Aslında açlık grevi hakkında söylenecek söz kalmadı. Ama
BDP, HDK, sosyalistler ve demokratlar olarak »iğneyi kendimize batırma« zamanı
geldi: Bu eyleme verdiğimiz yanıt yeterli mi? Türkiye’de, Avrupa’da yaşayan
bizler tutsakların taleplerinin önemini yeterince kavrayabildik mi? Şaka değil,
can bu! Şimdiye kadar yaptıklarımızla yetinebilir miyiz? Ve bu saatten sonra,
sadece hükümetin – o da lütfen – söyleyeceklerini mi bekleyeceğiz?

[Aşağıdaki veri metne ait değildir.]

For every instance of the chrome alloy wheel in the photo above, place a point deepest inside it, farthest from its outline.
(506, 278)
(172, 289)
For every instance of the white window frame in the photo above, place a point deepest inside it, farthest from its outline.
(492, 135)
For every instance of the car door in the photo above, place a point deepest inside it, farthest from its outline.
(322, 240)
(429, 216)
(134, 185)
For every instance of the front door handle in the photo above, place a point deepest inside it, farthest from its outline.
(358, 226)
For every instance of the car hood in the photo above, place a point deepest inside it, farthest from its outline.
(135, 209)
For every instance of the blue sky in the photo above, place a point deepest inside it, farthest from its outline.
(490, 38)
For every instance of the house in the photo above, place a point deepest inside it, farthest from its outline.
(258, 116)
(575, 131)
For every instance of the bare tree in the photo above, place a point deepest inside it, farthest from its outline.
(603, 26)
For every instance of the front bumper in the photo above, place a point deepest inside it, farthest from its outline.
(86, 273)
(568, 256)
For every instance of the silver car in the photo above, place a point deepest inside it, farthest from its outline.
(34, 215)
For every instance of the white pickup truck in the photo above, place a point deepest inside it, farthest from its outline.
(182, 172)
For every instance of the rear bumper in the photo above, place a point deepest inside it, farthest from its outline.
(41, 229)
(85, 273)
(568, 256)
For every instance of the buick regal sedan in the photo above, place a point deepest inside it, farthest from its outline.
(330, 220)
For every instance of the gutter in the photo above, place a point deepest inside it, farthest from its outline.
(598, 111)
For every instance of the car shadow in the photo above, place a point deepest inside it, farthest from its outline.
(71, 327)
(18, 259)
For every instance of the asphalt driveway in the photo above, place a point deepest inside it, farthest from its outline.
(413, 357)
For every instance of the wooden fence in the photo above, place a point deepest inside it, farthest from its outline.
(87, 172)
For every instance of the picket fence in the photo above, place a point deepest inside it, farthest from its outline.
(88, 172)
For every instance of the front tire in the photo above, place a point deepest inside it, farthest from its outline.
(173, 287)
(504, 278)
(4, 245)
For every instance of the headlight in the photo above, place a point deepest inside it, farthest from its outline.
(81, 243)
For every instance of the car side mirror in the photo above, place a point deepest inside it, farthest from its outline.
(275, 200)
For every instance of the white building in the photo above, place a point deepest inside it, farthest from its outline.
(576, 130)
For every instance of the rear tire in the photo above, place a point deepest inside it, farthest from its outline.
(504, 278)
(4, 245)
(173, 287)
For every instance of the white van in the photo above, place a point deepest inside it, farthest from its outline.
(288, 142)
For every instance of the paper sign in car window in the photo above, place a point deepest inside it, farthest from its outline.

Bence hayır!
Neden böyle düşündüğümü açıklamaya çalışayım.
Önce bir tespitte bulunmak gerekiyor: AKP hükümeti temsil
ettiği / desteğini aldığı sermaye fraksiyonlarının çıkarlarını kollayan,
Türkiye burjuvazisinin birikimini ender görülen bir enerjiyle teşvik eden bir
siyaset uyguluyor ve iktidarının güçlenerek devamını sağlayacağına inandığı
söylemi kullanıyor.
Başbakanın demagojisi verimli topraklarda yeşeriyor ve
dayandığı yüzde 50’lik oy potansiyelinden pay almaya yeltenecek (!) ciddî bir
rakibinin olmamasının verdiği rahatlıkla, bitmeyen seçim kampanyasına yeni
ivmeler katıyor.
Yağlı urganı sallandırması da boşuna değil. Erdoğan idam
cezasını dillendirerek, hem Kürt hareketini terbiye etmeye çalışıyor, hem de
çoğunluk toplumundaki militarizmin, ırkçılığın ve milliyetçiliğin ilkel
duygularını şahlandırıyor. Seslendiği kitlenin, Sünnî ve Türk olmanın yaratılan
zenginliklerden pay alma anahtarı olduğunu bildiğinden hareketle, AVMlerin,
özelleştirilmiş hastahane koridorlarının ve mütedeyyin yaşama uygun, havuzlu,
özel güvenlikli sitelerin parlaklığı ile gözlerini kamaştırıyor ve uyguladığı
neoliberal politikaların sonuçlarının görünürlüğünü engelliyor, yayılmacı
militarizme destek buluyor.
Çalışabilir 25 milyonluk nüfusun yaklaşık 11 milyonunun
enformel sektörde istihdam edildiği, vergi mükellefleri sayısının sadece 6,4
milyon (TUIK verilerine göre) olduğu, dolaysız vergilerin rekor seviyelere
ulaştığı, işçi haklarının budandığı, bölgeler arası eşitsizliğin had safhaya
vardığı, refah şövenizminin yaygınlaştığı, Kürt nüfusun yüzde 53’ünün (KONDA)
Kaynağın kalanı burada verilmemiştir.